Adriano alza la serranda di quella macelleria, la macelleria del padre, perché ci lavora insieme a una delle sorelle. "Mi trovai tutto addosso. Non potevo fare altro, avevo poca esperienza. All’inizio è stata durissima. Dovevo imparare".

Adriano, che cosa ne pensa del perdono?

"Io sono credente. Ma perdono solo chi chiede di essere perdonato".

Oggi la decisione della Cassazione francese sull’estradizione dei dieci terroristi: che si aspetta?

"Mah... Francamente ho poche speranze. E poi...".

Adriano si ferma, scuote la testa.

E poi?

"L’estradizione andava fatta quaranta anni fa".

Però se la giustizia francese decidesse per il sì...

"Sarei contento. Non per vendetta, bensì per giustizia".

Intende dire che finalmente voi familiari, come per il ritorno di Cesare Battisti, vedreste un po’ di luce?

"No, faccio un ragionamento più ampio. Sarebbe un modo per ridare onore ai nostri cari ma anche un segno di giustizia. Non solo per noi, ma per tutti gli italiani".

Il tempo passato cambierebbe?

"Macché. Nostro padre non tornerà mai più".

All’arrivo a Ciampino nel 2019 di Cesare Battisti lei piangeva...

"Perché si vedeva un po’ di giustizia. Anche in questo caso nessun sentimento di vendetta".

Brutalmente: che cosa si prova a essere familiari di una vittima del terrorismo?

"Un incubo perenne, un chiodo fisso in testa. Nessuno ci consolerà mai e la storia del tempo che allevia il dolore non mi ha mai convinto".

Perché la Francia ha dato asilo ai militanti del partito armato?

"Non lo so.
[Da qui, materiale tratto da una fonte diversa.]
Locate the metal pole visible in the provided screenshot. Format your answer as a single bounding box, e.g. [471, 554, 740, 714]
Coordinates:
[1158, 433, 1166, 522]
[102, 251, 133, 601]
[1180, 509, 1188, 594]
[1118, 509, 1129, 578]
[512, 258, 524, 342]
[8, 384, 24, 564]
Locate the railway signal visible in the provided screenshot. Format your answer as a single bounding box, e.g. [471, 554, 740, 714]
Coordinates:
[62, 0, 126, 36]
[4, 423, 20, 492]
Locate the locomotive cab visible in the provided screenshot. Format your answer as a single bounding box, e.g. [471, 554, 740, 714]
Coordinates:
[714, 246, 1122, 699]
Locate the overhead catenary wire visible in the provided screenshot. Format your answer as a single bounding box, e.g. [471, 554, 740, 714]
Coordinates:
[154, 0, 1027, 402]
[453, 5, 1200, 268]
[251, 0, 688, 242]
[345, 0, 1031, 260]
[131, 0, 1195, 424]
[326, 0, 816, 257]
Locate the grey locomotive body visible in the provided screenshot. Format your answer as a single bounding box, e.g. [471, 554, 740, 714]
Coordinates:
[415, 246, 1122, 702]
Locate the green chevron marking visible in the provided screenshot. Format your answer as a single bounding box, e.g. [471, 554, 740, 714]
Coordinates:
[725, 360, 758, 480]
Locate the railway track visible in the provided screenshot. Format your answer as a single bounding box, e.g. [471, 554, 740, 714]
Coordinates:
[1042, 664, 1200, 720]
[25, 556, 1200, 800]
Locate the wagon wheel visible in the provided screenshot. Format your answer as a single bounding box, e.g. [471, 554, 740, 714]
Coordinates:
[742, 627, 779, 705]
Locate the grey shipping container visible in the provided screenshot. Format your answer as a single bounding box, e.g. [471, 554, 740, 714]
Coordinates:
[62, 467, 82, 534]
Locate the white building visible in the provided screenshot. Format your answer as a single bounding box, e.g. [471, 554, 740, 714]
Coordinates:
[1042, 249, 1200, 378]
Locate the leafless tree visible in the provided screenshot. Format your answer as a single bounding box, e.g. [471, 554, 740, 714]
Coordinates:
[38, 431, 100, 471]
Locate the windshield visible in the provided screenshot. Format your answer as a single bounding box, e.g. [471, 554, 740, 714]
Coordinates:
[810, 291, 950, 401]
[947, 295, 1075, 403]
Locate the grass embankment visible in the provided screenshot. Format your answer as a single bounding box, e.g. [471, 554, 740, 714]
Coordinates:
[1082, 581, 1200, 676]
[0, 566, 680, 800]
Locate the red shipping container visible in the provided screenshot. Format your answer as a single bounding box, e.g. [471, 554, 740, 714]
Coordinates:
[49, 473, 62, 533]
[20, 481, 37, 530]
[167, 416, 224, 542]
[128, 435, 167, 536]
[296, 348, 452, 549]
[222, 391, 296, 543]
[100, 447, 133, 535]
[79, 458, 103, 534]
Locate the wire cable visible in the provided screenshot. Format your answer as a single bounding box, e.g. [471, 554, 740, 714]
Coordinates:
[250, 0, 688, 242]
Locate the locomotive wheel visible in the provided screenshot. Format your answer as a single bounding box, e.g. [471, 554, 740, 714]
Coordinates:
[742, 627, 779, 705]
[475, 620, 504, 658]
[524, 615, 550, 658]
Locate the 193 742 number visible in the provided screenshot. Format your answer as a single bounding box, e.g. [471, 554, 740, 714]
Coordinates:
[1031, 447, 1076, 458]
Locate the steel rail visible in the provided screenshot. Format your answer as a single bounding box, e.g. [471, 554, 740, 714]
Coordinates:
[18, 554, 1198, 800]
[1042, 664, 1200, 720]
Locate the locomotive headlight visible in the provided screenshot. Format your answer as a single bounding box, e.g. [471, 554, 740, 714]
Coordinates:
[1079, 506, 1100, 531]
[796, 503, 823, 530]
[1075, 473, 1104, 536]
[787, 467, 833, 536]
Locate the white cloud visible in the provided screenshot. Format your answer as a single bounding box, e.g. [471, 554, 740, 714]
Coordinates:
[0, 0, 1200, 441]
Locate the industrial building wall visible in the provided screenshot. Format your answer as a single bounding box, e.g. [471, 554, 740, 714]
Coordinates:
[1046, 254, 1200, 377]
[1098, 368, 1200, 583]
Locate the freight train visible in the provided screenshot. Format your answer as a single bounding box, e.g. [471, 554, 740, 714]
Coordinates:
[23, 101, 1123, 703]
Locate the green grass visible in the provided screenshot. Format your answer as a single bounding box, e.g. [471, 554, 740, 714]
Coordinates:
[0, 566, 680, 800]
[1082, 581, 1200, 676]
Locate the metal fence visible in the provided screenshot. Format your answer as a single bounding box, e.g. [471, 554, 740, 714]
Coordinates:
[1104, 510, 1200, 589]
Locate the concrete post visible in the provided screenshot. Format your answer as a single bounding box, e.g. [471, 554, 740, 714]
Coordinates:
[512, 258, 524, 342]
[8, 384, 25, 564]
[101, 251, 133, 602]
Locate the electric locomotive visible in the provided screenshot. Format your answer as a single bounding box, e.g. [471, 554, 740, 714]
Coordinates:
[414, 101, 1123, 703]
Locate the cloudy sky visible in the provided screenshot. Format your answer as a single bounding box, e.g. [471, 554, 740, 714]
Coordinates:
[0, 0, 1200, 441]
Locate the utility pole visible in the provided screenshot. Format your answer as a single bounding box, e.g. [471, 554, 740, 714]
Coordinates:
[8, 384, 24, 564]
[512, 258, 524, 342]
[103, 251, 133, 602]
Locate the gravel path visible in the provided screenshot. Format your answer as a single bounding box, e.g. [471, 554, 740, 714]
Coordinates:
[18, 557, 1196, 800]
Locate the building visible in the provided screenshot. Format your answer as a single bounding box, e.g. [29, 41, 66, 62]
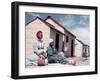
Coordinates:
[75, 39, 90, 57]
[26, 16, 76, 57]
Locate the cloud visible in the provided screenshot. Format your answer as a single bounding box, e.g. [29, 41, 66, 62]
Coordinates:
[72, 27, 90, 45]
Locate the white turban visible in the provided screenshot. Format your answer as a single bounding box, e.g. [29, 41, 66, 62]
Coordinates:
[49, 39, 53, 43]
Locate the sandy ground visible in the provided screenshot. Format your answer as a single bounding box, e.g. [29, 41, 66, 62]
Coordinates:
[26, 57, 90, 68]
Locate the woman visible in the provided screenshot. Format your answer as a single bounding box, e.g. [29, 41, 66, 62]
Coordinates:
[47, 39, 76, 65]
[27, 31, 48, 66]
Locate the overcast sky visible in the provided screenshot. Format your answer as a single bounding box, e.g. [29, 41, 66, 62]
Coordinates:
[25, 12, 90, 45]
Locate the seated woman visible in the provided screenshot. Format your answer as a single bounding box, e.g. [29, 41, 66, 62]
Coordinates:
[47, 39, 76, 65]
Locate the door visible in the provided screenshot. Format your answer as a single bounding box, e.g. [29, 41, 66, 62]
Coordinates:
[55, 33, 59, 51]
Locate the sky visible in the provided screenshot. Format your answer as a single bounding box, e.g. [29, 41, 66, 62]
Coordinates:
[25, 12, 90, 45]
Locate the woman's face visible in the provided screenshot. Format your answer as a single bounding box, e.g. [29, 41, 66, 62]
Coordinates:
[37, 33, 43, 39]
[50, 42, 54, 47]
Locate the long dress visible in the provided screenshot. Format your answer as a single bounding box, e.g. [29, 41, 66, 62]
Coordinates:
[47, 46, 67, 64]
[27, 40, 48, 65]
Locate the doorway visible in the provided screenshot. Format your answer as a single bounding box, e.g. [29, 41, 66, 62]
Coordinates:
[55, 33, 59, 51]
[71, 39, 74, 57]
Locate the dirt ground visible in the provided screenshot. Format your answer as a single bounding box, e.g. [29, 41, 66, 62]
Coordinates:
[26, 57, 90, 68]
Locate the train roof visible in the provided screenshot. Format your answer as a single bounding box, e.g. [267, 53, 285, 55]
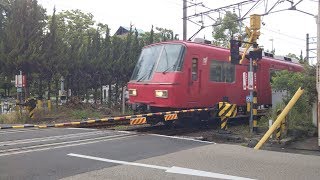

Ho però la sensazione che questi terroristi sappiano troppo. E debbano coprire qualcosa o qualcuno. Ma è solamente un’impressione".

Oggi quegli anni di odio e violenze sembrano impossibili. Lei che li ha vissuti molto tragicamente è d’accordo?

"Sì, mi pare impossibile che ci siano stati".

Lei ha figli?

"Due. Il più grande, che ha 16 anni, non ne vuole sapere nulla di quel maledetto 1979. Mia figlia, che ha 12 anni, vorrebbe sapere, ma al contempo rifugge".

Vi siete mai sentiti soli?

"Per molti anni si sussurrava “però quel Lino qualcosa avrà fatto per finire così“. Terribile".

Ma la vita continua...

"Sì, anche grazie alle varie associazioni dei parenti delle vittime. Ma mi creda: quel sangue...".

Quel sangue?

"Quel sangue di mio padre sul grembiule di mia madre non lo dimenticherò. Mai. Un’immagine fissa. Nitida. Non sfuocata...".